Bigger, faster vessel to deploy navigational buoys

The new Panduan stands apart from its predecessor in terms of size, cruising speed and operational capabilities

Singapore's waters are getting a traffic light upgrade, thanks to a new vessel commissioned by the Maritime and Port Authority of Singapore (MPA) on Friday.

The $4.8 million Panduan, which means guidance in Malay, is able to deploy bigger and heavier navigational buoys.

These red and green buoys are lit at night to help ships navigate. Typically, a ship should have the red buoy on its left and the green one on the right.

The new 35m-long, 267-tonne vessel, which is able to lift up to 10 tonnes, can handle buoys with a 3.5m diameter, against 2.4m for its predecessor, also named Panduan, which could only lift five tonnes and has been in service since 1996.

MPA chief hydrographer Parry Oei said the bigger buoys, which will make up 10 to 20 per cent of its 121 navigational buoys, will be deployed in deeper waters, where more stability is required.

With a speed of 15 knots, the new Panduan is also 1.5 times faster. This will allow it to deploy buoys more swiftly when needed, for instance to mark the spot of a sunken vessel or underwater object.

The Panduan will be able to traverse Singapore's waters within two hours, compared to the three to four hours the older vessel took.

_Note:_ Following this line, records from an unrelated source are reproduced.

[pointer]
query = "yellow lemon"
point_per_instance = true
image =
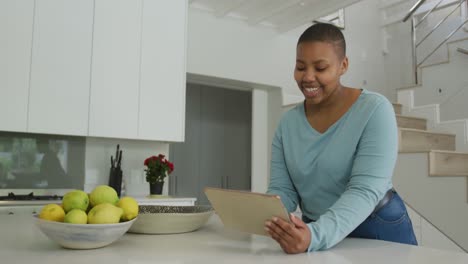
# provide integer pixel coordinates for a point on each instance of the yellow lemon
(129, 206)
(103, 194)
(76, 216)
(105, 213)
(76, 199)
(52, 212)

With the ports getting busier and handling increasingly bigger vessels, MPA chairman Lucien Wong said it was important to ensure there are adequate navigational aids, and more conspicuous ones to clearly mark out Singapore's shipping lanes and anchorages.

About 130,000 vessels arrive here every year.

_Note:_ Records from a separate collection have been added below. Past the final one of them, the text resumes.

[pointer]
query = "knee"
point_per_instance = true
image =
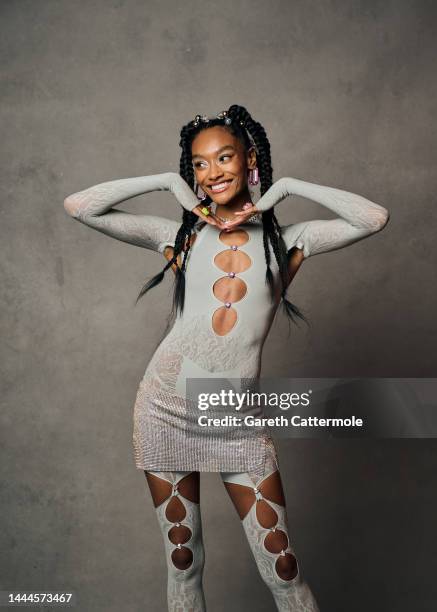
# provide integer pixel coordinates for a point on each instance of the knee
(185, 565)
(286, 568)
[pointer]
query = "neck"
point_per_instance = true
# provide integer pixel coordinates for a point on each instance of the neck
(227, 210)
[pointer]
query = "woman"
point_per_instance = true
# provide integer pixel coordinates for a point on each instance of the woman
(233, 263)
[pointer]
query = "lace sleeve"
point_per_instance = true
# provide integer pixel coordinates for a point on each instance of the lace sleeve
(358, 216)
(94, 207)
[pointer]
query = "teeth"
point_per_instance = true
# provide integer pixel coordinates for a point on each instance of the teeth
(220, 186)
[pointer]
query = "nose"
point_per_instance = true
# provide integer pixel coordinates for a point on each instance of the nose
(215, 172)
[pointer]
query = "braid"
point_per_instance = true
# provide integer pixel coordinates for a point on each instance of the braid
(251, 133)
(271, 229)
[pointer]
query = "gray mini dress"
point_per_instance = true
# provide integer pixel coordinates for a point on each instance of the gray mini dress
(227, 314)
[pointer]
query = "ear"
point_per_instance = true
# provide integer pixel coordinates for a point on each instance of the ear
(251, 158)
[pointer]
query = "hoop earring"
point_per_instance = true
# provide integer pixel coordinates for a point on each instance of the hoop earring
(200, 196)
(254, 176)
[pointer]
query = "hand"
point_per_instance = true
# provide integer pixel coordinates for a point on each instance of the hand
(242, 216)
(212, 219)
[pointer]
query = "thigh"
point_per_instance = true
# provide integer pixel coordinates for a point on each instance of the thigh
(163, 484)
(244, 490)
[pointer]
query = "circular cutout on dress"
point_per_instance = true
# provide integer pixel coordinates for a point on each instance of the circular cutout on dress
(228, 289)
(232, 261)
(223, 320)
(276, 541)
(237, 236)
(179, 534)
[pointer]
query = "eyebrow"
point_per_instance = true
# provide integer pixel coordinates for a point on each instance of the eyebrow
(219, 151)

The Panduan is also equipped with fire fighting equipment and carries 4,000 litres of oil dispersant to support patrol vessels responding to oil spills.

Mr Wong said the vessel's higher speed and lifting capacity make it easier to maintain the navigational buoys and 97 mooring buoys to which smaller vessels are tethered.

He said: "With our new buoy tender vessel, we will be well placed to ensure the safety of navigation in our waters alongside the growth in Singapore's port and shipping operations."